Fig. 4 and 5 show an example of a seal ring according to an embodiment of the present invention. Referring to fig. 1 and 4, a seal ring 3A may be mounted on an impeller 1 of an apparatus such as a pump to rotate with the impeller 1. The sealing surface of the sealing ring 3A may be provided with one or more recessed areas 30A. In one embodiment, the recessed areas 30A may be evenly distributed along the center of the seal ring 3A to rotate with the impeller 1 about the axis. Similarly, with reference to fig. 1 and 6, a seal ring 3B may be mounted on the impeller 1 for rotation with the impeller 1, said seal ring 3B being provided with one or more recessed regions 30B which may be evenly distributed along the centre of the seal ring 3B for rotation with the impeller 1 about an axis. In one embodiment, the sealing rings 3A and/or 3B may comprise planar sealing rings, wherein the sealing surface may be planar.
Referring to fig. 1 and 4, the end surface area (corresponding to the sealing surface) of the sealing ring 3A may include a groove area 30A and a sealing dam area 40A, wherein the groove area 30A may be used to pump liquid to the outside of the sealing ring 3A, and the sealing dam area 40A may be used to increase the pressure of the liquid, inhibiting leakage flow. Similarly, referring to fig. 1 and 6, the end face region of the seal ring 3B may include a groove region 30B and a seal dam region 40B.

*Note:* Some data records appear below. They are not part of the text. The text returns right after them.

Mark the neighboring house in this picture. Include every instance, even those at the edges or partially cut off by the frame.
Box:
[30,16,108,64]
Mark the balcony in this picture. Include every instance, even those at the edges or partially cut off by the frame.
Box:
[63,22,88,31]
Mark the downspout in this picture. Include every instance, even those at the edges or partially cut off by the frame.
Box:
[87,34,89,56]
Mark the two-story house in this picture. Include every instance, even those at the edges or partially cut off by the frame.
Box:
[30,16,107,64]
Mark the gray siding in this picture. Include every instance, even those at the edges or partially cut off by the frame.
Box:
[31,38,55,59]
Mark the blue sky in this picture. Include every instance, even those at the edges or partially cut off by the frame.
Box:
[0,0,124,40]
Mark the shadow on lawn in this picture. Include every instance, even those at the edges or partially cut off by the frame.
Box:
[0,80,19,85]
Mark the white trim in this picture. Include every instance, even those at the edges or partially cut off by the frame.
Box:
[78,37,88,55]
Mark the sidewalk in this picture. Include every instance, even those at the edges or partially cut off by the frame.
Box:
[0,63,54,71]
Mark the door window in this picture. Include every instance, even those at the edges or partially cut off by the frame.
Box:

In one embodiment, the outer profile of the groove regions 30A and 30B has better hydraulic performance. For example, referring to fig. 1 and 4, when the pump 100 is operated, after the pump 100 is filled with liquid, the sealing ring 3A can rotate with the impeller 1 at high speed, the groove area 30A of the sealing ring 3A can drive the liquid to rotate together, the pump faces the outside of the sealing ring 3A, and the groove area 30A can suck the liquid from the inlet (a) of the impeller 1. In this process, the liquid in the trough area 30A may flow around the inner walls of the trough area 30A, where the liquid acts on the inner walls of the trough area 30A with a lifting force during the circulating motion, which in turn acts on the liquid with a force equal to and opposite to the lifting force. The force of the recessed area 30A acts on the fluid to energize the fluid toward the sealing dam area 40A, thereby impeding leakage flow and/or increasing the stiffness of the fluid film in the gap 20. Similarly, as shown in fig. 6, by providing the groove region 30B and the seal dam region 40B on the seal ring 3B, the circulation of the leakage flow can be blocked, and the rigidity of the liquid film in the gap 20 can also be increased.
As shown in fig. 4 and 6, the end face (seal face) pattern of the seal rings 3A and 3B may include a unidirectional spiral groove 30A and a bidirectional spiral groove 30B, respectively, in the rotational direction. The unidirectional helical groove 30A shown in fig. 4 may be adapted for a single rotational direction, such as the counterclockwise rotational direction shown in fig. 4, but the invention is not limited thereto and other embodiments may utilize other unidirectional helical grooves adapted for a clockwise rotational direction. In one embodiment, the one-way helical groove 30A may comprise an airfoil shape as shown in FIG. 4, but the invention is not limited thereto, and in other embodiments, the groove 30A may utilize other shapes capable of pumping liquid to the outside of the sealing ring 3A to provide a pressurization function and/or to increase the film stiffness of the liquid at the gap of the sealing ring. The bi-directional helical groove 30B shown in fig. 6 may be adapted for both clockwise and counterclockwise rotational directions. In one embodiment, the bi-directional spiral groove 30B shown in FIG. 6 may comprise the airfoil shape shown in FIG. 5, but the invention is not limited thereto, and in other embodiments, the groove 30B may utilize other shapes that pump liquid outward of the seal ring 3B to provide a pressurization function and/or increase the film stiffness of the liquid at the seal ring gap.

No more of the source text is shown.